The following are notes made from comments given by His Holiness the Dalai Lama prior to a Buddha Shakyamuni Initiation at UCLA on Sunday, June 8, 1997:
Time always moves forward. When we attach ourselves to a linear perception of time, the present (which comes and goes in an instant) becomes almost untenable. On the other hand, we consider our past and future as being almost tangible. We tend to project qualities of desirability or repulsiveness on things. We don't recognize the true reality and validity of our memories or our thoughts about the future. The past and future are just memories or constructs in our mind.
This is not to say that past and future do not exist. But our memories of the past and anticipation of the future are relative to each other and dependent upon many factors. All things and events can only be posited relative to other things and events. Again, this is not to say that things and events do not exist, but that they do not exist in the way we normally think about them.
When we think deeply about the nature of reality and how we perceive it, we begin to understand that our experience of the nature of reality is...ignorance. This ignorance binds our mind into a state of confusion and we need to see this true nature of reality with "naked eyes." We need to see its essence.
We share this ordinary or conventional way of being in the world with other sentient beings.

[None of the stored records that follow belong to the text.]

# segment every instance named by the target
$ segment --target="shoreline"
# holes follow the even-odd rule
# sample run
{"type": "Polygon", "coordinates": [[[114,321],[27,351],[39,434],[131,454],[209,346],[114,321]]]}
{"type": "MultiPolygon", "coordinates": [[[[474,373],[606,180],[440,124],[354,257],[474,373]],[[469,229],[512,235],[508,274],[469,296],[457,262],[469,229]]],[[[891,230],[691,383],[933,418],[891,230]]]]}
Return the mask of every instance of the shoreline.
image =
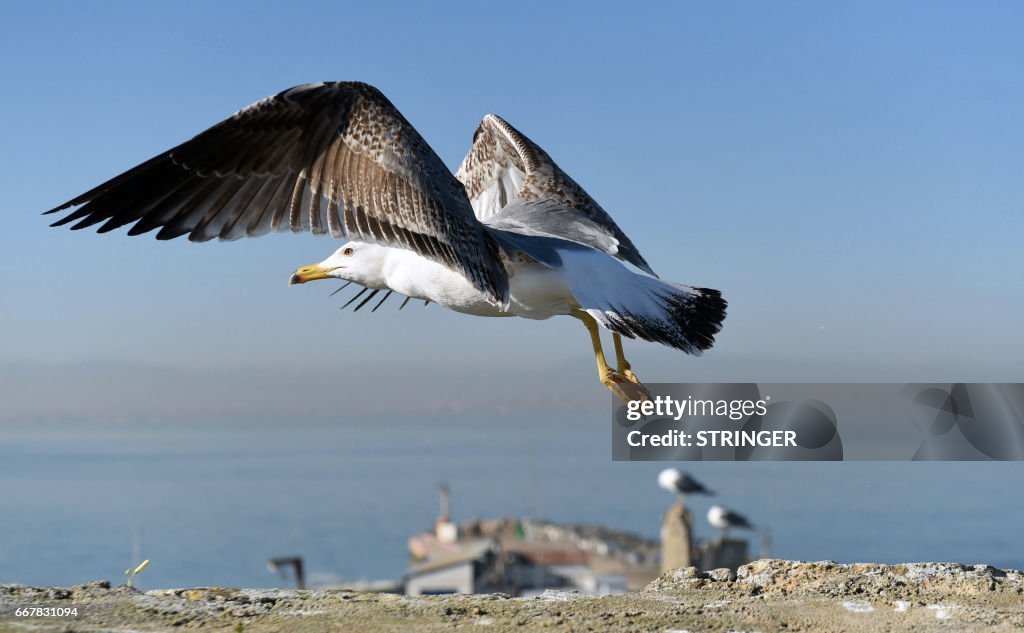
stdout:
{"type": "Polygon", "coordinates": [[[1024,628],[1024,573],[955,563],[764,559],[671,571],[642,591],[409,597],[349,590],[197,587],[141,592],[97,581],[0,585],[0,633],[36,631],[873,631],[1024,628]],[[18,618],[14,606],[72,606],[78,618],[18,618]]]}

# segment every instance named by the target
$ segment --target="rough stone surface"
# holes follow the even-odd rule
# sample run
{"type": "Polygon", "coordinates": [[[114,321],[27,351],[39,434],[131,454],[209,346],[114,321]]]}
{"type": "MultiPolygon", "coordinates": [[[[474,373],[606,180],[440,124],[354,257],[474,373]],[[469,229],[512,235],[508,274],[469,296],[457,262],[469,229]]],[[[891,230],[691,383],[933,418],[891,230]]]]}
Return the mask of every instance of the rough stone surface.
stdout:
{"type": "Polygon", "coordinates": [[[1024,574],[987,565],[759,560],[727,571],[677,569],[641,592],[592,598],[551,591],[405,597],[343,590],[198,587],[140,592],[106,581],[0,585],[0,633],[18,631],[1019,631],[1024,574]],[[77,619],[15,607],[77,606],[77,619]]]}

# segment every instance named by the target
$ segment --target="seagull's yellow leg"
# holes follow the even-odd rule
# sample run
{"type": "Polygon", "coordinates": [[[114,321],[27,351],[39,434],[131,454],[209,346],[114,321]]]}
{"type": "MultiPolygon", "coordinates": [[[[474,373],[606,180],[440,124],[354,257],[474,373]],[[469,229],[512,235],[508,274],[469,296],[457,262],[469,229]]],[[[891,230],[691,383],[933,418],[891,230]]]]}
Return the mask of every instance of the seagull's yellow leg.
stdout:
{"type": "MultiPolygon", "coordinates": [[[[630,400],[650,400],[651,394],[639,381],[633,381],[608,366],[604,359],[604,349],[601,347],[601,333],[598,330],[597,321],[583,310],[573,310],[572,316],[586,326],[590,332],[590,342],[594,346],[594,360],[597,361],[597,377],[601,384],[608,388],[612,394],[624,402],[630,400]]],[[[617,351],[621,345],[617,346],[617,351]]]]}
{"type": "Polygon", "coordinates": [[[572,315],[583,321],[584,327],[590,332],[590,342],[594,346],[594,359],[597,361],[597,373],[601,382],[604,382],[606,375],[615,372],[608,366],[608,361],[604,359],[604,349],[601,347],[601,333],[597,329],[597,321],[583,310],[574,310],[572,315]]]}
{"type": "Polygon", "coordinates": [[[618,365],[619,373],[635,382],[641,384],[640,379],[633,373],[633,368],[630,366],[629,361],[626,360],[626,355],[622,352],[622,335],[618,332],[612,332],[612,341],[615,342],[615,363],[618,365]]]}

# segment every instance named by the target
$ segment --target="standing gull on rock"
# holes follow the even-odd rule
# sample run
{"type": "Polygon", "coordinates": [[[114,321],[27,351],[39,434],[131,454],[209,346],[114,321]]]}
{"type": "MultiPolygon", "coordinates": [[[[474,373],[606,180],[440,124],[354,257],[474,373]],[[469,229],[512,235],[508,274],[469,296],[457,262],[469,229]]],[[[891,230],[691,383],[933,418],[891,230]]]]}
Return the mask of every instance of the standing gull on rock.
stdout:
{"type": "Polygon", "coordinates": [[[649,393],[622,336],[699,354],[725,318],[717,290],[659,280],[604,209],[501,118],[484,117],[453,176],[380,91],[357,82],[257,101],[47,213],[59,211],[55,226],[130,224],[129,235],[159,229],[157,239],[353,239],[291,283],[342,279],[478,316],[573,316],[602,384],[623,400],[649,393]],[[616,369],[599,326],[612,332],[616,369]]]}
{"type": "Polygon", "coordinates": [[[711,506],[708,510],[708,523],[722,530],[723,536],[728,534],[731,528],[754,529],[754,525],[747,520],[747,517],[722,506],[711,506]]]}
{"type": "Polygon", "coordinates": [[[658,473],[658,485],[679,497],[680,502],[689,494],[715,496],[704,484],[678,468],[666,468],[658,473]]]}

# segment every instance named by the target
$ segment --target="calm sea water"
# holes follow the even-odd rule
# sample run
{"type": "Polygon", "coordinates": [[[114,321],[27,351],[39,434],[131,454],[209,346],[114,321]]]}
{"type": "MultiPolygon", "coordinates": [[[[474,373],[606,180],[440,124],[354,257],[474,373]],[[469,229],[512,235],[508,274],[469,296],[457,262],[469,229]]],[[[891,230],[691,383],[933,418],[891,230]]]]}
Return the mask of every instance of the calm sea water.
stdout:
{"type": "MultiPolygon", "coordinates": [[[[133,540],[144,588],[397,578],[450,482],[457,520],[532,515],[654,537],[664,464],[612,463],[604,419],[0,426],[0,583],[115,582],[133,540]]],[[[693,464],[772,554],[1024,567],[1024,463],[693,464]]],[[[694,498],[698,536],[710,500],[694,498]]]]}

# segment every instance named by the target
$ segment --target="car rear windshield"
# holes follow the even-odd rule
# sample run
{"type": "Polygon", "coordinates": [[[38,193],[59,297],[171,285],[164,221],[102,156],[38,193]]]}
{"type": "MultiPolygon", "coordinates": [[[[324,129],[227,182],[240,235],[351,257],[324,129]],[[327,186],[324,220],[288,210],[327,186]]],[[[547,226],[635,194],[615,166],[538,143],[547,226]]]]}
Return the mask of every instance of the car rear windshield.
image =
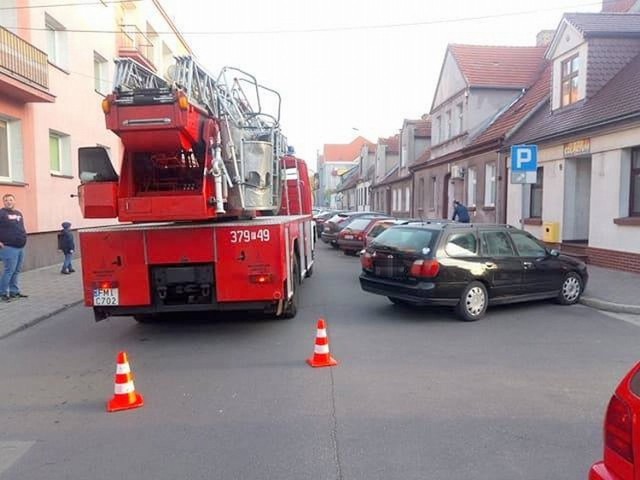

But there is a way of getting out of this cycle. When we realize this, we experience both a sense of frustration and a sense of possibility. We become reluctant to participate in the cycle of ignorance and we sense the possibility of gaining our freedom. This generates within us a sense of compassion for others and a wish for all other beings to be free.
When our experience of compassion deepens and strengthens, our conviction about the true nature of reality will strengthen and deepen. We see beyond. The real possibility of liberation inspires our action. Our compassion expands. So this increasing compassion leads to an increasing understanding of emptiness. Understanding and compassion reinforce each other. An increased understanding of emptiness will increase compassion and increase our appreciation of the conventional and ultimate natures of reality. Appreciation of the conventional and ultimate natures of reality are the "two wings of a swan," with which one may fly toward the ultimate enlightenment of Buddhahood.